By Andersen Xia
Aldermanic challenger Byron Sigcho filed a petition for a vote recount in the 25th Ward, wishing to push incumbent Alderman Danny Solis under 50 percent of vote and into a runoff.
“We see that it’s like one or two votes that each precinct only has to take to swift the election and to get the incumbent out of the runoff,” Sigcho said Tuesday, adding that he wants a recount to ensure all votes are counted.
According to the unofficial summary report released by the Chicago Board of Elections, Solis, so far, has 50.95 percent of the vote to meet what he needs to retain his alderman’s seat. However, there are only 70 votes separating him and Sigcho, who finished second in the Feb. 24 election.
Sigcho said he was suspicious of “the casting and counting of ballots” because of some “irregularities” that he and his volunteers witnessed throughout the city elections.
“They have excluded me,” said Miriam De Paz, a poll watcher at the 9th Precinct at St. Ann Catholic School in Pilsen, who was also one of Sigcho’s campaign volunteers. She blamed the judges for shutting down her operation despite her having official credentials.
Spokesman of the Chicago Board of Elections, Jim Allen, declined to comment until the case has been reviewed in the courtroom.
Sigcho also accused the Chinese American Service League, a prominent Chinatown nonprofit organization, of engaging in “improper electioneering,” which Sigcho said included facilitating the seniors’ transportation after making senior houses off limits to him but not to Solis.
“We have already known that they had only one person who was able to speak and then we see you sending buses to take the same seniors to vote,” Sigcho said. “We know how those votes are gonna go.”
CASL President Bernie Wong denied the denouncements.
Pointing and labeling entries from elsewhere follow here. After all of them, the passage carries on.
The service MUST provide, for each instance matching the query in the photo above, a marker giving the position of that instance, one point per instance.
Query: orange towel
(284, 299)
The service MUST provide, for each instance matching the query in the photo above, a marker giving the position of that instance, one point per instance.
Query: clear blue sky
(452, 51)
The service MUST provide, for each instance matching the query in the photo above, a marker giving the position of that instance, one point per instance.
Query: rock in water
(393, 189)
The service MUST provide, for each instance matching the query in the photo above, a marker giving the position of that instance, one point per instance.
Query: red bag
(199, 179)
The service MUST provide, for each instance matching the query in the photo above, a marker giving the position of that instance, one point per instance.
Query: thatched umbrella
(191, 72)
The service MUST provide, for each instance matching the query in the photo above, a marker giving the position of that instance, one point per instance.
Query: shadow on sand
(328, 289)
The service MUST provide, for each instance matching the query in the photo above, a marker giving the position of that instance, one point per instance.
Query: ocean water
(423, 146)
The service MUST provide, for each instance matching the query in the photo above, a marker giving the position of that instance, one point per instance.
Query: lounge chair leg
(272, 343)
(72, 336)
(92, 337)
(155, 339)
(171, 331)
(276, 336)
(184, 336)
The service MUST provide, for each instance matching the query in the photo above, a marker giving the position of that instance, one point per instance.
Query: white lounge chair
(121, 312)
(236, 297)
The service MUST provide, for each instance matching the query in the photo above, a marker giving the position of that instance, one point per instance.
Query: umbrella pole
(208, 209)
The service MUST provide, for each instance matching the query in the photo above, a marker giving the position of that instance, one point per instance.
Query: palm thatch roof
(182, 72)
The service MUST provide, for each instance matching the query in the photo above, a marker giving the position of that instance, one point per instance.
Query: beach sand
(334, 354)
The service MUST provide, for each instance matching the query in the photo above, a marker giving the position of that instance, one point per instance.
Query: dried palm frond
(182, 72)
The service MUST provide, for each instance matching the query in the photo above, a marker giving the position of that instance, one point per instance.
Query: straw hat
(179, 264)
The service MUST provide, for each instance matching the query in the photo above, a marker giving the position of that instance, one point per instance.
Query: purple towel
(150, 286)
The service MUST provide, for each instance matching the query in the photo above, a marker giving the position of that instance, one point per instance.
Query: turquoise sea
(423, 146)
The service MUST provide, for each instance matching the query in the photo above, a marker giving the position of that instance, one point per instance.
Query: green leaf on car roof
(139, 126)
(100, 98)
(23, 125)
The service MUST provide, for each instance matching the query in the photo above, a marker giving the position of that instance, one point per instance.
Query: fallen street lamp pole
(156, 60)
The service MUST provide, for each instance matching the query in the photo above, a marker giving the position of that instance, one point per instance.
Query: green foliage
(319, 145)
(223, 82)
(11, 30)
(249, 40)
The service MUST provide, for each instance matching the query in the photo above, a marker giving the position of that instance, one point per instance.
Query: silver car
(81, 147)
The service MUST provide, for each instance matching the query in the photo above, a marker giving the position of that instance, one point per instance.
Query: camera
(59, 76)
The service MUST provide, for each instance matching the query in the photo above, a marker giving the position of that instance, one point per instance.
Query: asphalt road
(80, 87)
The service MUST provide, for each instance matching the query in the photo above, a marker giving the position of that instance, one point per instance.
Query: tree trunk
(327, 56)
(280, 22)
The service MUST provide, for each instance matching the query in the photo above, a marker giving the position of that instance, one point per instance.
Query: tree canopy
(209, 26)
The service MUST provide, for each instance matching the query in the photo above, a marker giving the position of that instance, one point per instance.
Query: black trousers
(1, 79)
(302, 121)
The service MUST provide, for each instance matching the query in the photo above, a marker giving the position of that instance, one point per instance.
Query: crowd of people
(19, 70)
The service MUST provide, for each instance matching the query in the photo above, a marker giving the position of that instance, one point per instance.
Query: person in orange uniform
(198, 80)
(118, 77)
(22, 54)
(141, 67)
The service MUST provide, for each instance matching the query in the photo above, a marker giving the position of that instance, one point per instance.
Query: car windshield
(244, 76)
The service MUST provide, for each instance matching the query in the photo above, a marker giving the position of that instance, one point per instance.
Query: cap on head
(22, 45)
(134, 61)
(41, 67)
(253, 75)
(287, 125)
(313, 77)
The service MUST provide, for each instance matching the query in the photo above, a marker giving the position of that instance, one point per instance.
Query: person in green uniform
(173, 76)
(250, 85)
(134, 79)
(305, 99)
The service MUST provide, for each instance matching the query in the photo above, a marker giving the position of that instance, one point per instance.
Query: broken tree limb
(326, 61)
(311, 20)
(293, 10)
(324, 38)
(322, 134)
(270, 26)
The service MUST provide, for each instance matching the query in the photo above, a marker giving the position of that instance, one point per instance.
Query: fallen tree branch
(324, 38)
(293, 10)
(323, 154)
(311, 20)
She said Sigcho had never contacted her for access to any particular place, and CASL did not decline Solis’s visit in Chinatown’s senior houses because “he came in not as a candidate.”
Also, Wong said there was no manipulation during the ride provided to the seniors.
“It’s totally legitimate, totally legal.” Wong said. “We didn’t tell them whom to vote; We just told them to vote.”
Sigcho and Wong had a similar confrontation three weeks ago after Sigcho addressed an email to Linda Yu, an ABC news anchor and also the nonprofit’s advisory board chairwoman, alleging that CASL had engaged in “partisan politics” on behalf of Solis. The claim was refuted by Wong, who later demanded a full retraction of the statement in his letter.
After numerous phone calls and emails, Solis’ campaign could not be reached for comment.
Under the city rule, the petition will open a process of discovery in which an initial eight priority precincts will be recounted by the Board before a judge decides for a full recount. Sigcho said he expects the final decision to come out by the March 10 deadline for absentee ballots.